By changing Vale’s corporate structure radically, Bradespar and Previ want to boost the company’s allure to investors. The plan could result in enhanced transparency and limited government meddling - an aspect that weighed down Vale’s stock during President Dilma Rousseff’s five years in office that ended with her impeachment last year.
“The situation is advantageous to the controlling bloc, because the shareholders acknowledge that there is so much value to be captured with this initiative,” said the first person.
If shareholders can agree on the new six-year accord, the plan would be presented to Vale’s board around March and to shareholders briefly after, the people said. It prevents Bradespar and Mitsui from paying a large premium to Previ, Vale’s No. 1 shareholder, to keep sharing decision-making powers, the people said.
So far, there are no ongoing discussions between Vale’s top shareholders to replace Chief Executive Officer Murilo Ferreira, whose term expires halfway through the second quarter, the people said.
One of the people said they may propose that Ferreira, who took the helm of Vale in May 2011, stay on for at least another year.
Vale confirmed in a statement on Thursday morning that a new agreement was under discussion among shareholders, without giving further details. It said the dispersing of share capital was not being discussed at company level.
Preferred shares in Vale fell 2.2 percent on Thursday, subtracting the most points from Brazil’s benchmark Bovespa stock index, after reaching a 38-month high on Wednesday. Common shares in Bradespar fell 3 percent, paring back this year’s gains to 34 percent.
The media offices of Bradespar, owned by Banco Bradesco SA, and Previ did not have an immediate comment. Efforts to speak to Mitsui’s press office outside working hours in Japan were unsuccessful.

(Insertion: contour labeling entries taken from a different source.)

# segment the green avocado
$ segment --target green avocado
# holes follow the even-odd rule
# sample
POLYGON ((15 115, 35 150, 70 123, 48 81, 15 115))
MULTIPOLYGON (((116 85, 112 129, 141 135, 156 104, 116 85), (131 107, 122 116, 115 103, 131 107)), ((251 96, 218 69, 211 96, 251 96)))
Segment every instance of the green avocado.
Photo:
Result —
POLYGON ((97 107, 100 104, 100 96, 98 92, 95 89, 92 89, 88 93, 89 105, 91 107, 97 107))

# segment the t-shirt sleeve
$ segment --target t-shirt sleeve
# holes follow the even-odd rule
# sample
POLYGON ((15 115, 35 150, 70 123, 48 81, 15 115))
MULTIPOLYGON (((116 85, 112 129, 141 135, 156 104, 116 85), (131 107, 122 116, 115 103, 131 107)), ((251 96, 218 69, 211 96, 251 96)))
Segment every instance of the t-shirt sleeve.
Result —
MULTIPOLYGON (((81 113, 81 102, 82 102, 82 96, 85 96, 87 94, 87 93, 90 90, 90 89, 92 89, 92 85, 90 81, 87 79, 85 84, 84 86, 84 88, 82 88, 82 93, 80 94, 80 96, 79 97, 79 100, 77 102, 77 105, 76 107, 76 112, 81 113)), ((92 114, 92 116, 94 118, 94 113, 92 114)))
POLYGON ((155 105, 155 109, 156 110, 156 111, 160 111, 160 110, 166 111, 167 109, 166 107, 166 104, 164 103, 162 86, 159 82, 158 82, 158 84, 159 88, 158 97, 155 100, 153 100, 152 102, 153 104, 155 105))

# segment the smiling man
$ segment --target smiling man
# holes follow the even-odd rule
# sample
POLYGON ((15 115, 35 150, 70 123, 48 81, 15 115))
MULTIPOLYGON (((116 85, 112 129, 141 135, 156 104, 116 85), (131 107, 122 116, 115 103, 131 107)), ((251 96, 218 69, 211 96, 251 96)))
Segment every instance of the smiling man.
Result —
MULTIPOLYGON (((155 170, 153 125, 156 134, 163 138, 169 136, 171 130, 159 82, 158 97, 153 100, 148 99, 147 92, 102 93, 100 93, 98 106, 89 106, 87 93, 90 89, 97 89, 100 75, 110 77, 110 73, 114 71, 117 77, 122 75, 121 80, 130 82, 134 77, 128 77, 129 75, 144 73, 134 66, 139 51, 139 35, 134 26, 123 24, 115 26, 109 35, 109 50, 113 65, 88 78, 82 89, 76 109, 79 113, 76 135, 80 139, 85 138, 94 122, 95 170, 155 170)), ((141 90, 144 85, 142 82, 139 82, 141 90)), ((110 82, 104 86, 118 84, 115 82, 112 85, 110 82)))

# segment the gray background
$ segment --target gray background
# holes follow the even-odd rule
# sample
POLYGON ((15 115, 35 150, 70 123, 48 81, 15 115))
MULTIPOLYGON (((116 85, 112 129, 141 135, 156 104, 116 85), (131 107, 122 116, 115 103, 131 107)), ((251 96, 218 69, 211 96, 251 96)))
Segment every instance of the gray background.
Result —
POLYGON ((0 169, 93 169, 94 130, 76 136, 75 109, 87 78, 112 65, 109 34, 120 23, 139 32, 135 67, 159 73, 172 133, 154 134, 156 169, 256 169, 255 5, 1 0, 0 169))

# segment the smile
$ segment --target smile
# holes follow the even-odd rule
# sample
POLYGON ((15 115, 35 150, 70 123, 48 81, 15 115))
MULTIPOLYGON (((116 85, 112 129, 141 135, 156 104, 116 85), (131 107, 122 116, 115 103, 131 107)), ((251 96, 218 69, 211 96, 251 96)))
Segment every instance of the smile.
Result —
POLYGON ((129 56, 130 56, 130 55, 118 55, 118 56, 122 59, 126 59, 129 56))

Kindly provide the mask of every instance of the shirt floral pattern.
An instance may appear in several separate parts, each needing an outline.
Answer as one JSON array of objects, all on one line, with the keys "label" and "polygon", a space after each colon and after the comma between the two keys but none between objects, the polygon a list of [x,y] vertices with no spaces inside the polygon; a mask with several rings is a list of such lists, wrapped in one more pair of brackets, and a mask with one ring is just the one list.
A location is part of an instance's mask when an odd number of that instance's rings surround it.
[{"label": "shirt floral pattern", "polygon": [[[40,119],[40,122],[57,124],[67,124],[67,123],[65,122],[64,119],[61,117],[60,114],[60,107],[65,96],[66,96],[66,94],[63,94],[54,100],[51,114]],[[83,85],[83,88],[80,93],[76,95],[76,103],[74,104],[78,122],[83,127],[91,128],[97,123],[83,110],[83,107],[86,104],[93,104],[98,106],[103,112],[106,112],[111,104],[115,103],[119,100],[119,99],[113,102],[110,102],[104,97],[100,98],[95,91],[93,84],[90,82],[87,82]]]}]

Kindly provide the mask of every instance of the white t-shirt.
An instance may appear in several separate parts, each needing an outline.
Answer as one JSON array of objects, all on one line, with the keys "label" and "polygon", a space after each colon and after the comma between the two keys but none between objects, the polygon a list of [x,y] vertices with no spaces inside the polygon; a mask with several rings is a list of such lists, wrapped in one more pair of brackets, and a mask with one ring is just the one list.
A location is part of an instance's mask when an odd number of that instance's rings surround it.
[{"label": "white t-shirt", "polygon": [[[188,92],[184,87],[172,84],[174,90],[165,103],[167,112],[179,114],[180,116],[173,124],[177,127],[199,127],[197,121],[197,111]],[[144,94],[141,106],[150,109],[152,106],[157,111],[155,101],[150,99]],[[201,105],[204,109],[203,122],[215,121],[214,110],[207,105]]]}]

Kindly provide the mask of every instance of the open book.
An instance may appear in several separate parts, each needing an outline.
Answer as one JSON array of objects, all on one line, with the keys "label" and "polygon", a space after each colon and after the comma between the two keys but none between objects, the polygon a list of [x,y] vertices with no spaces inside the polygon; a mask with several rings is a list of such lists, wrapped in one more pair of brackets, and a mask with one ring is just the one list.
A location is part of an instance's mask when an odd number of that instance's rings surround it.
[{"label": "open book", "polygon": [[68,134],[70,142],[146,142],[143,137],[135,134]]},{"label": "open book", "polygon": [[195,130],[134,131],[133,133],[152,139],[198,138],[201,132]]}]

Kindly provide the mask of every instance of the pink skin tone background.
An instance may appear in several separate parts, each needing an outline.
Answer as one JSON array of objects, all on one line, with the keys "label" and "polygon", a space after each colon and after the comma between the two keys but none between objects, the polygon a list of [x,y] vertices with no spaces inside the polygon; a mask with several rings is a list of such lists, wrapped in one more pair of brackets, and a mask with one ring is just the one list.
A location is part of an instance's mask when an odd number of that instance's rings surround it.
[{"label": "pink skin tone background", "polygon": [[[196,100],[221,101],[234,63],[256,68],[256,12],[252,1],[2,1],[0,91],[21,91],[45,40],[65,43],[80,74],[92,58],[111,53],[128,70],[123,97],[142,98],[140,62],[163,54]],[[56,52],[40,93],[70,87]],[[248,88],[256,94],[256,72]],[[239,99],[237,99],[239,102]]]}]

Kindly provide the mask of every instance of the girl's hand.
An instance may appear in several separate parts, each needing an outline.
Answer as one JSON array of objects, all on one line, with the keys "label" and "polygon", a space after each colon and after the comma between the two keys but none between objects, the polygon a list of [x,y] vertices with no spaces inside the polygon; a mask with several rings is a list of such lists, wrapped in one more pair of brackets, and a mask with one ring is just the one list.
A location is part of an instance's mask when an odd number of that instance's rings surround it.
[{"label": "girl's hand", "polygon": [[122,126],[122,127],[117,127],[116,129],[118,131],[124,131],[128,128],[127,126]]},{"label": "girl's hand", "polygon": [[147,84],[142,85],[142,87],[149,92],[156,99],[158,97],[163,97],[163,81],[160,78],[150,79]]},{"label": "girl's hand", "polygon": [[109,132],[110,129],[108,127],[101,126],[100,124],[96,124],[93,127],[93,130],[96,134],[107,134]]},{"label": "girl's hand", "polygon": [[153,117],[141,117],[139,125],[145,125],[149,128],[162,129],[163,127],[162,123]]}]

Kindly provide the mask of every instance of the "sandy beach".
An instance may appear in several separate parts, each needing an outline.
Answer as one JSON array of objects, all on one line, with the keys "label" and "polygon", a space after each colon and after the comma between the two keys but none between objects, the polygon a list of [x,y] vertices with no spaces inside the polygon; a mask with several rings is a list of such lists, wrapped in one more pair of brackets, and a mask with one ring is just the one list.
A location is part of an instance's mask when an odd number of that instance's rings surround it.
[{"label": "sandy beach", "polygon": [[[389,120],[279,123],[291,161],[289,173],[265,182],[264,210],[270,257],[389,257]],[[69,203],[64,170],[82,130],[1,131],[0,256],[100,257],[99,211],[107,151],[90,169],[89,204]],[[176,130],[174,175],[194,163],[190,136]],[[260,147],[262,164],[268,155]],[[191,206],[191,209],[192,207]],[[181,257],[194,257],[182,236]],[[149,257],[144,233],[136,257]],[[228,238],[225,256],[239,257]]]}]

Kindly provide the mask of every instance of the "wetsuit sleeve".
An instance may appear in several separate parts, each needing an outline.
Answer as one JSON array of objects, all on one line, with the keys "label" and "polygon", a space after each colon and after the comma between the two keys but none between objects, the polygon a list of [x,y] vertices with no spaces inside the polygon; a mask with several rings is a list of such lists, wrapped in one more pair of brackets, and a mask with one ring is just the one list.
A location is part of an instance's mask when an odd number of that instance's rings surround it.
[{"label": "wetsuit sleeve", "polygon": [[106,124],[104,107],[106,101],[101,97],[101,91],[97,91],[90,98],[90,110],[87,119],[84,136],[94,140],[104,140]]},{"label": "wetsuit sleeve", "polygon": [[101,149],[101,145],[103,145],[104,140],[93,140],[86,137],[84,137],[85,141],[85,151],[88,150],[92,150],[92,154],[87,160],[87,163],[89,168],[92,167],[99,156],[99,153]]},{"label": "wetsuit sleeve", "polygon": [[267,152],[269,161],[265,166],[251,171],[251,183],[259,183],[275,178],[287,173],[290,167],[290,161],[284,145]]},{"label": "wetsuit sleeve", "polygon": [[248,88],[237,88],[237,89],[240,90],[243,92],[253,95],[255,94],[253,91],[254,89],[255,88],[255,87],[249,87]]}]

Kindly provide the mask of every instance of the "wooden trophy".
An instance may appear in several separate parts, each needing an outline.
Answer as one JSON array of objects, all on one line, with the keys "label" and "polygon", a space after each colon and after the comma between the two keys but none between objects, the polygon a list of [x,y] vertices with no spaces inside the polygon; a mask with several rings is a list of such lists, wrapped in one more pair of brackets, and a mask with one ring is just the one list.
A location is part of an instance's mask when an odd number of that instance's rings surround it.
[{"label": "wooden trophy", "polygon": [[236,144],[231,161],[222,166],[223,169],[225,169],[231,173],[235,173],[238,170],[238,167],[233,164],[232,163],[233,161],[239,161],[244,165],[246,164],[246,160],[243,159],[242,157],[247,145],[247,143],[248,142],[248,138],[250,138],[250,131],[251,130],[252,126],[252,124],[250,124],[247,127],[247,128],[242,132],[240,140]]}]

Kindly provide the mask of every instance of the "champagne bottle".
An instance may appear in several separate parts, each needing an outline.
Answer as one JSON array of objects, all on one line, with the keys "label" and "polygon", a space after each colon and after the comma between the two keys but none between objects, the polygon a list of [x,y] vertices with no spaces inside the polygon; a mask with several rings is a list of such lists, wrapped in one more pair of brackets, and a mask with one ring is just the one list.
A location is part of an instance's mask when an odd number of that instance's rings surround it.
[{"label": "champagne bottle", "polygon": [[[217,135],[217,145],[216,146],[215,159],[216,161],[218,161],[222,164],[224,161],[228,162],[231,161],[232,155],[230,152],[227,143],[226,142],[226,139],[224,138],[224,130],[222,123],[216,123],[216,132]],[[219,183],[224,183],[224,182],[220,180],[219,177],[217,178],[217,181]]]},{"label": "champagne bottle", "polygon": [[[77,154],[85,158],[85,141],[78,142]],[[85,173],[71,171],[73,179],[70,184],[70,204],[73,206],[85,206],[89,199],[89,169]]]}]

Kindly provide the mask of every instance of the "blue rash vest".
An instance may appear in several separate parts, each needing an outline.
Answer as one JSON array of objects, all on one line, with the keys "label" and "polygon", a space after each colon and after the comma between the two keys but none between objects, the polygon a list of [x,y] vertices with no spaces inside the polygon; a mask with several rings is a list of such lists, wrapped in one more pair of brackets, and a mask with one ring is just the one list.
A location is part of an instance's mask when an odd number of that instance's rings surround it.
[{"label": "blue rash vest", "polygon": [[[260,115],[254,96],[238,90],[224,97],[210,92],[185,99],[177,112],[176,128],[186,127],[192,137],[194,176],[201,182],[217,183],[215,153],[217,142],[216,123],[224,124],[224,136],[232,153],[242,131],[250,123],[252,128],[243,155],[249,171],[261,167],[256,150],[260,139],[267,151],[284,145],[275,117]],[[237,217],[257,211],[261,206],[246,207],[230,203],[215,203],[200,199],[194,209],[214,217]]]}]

The improved corporate governance framework stemming from a new shareholder accord could help Vale’s shares soar, cutting their gap in relation to global mining peers, Banco BTG Pactual analyst Leonardo Correa said in a client note.
The move could unleash up to $18 billion in value for shareholders of the Rio de Janeiro-based miner, he said.
Preferred shares, Vale’s most widely traded class of stock, gained 3.3 percent to 29.44 reais on Wednesday, while common shares added 5 percent to 32.11 reais.
The premium to which common shares trade relative to the preferred ones moved significantly after newspaper Valor Economico reported on the plan on Wednesday.
Other members of the bloc that controls Vale via investment holding company Valepar SA include pension funds Petros Fundação, Funcef and Fundação Cesp, as well as state development bank BNDES.
The strategy would replicate the move that helped put planemaker Embraer SA out of the government’s control in 2006, the people said.
In the case of Embraer, the share conversion was done simultaneously with the scrapping of the planemaker’s shareholder accord, although the government kept a so-called “golden share” that vetoes any type of hostile takeover.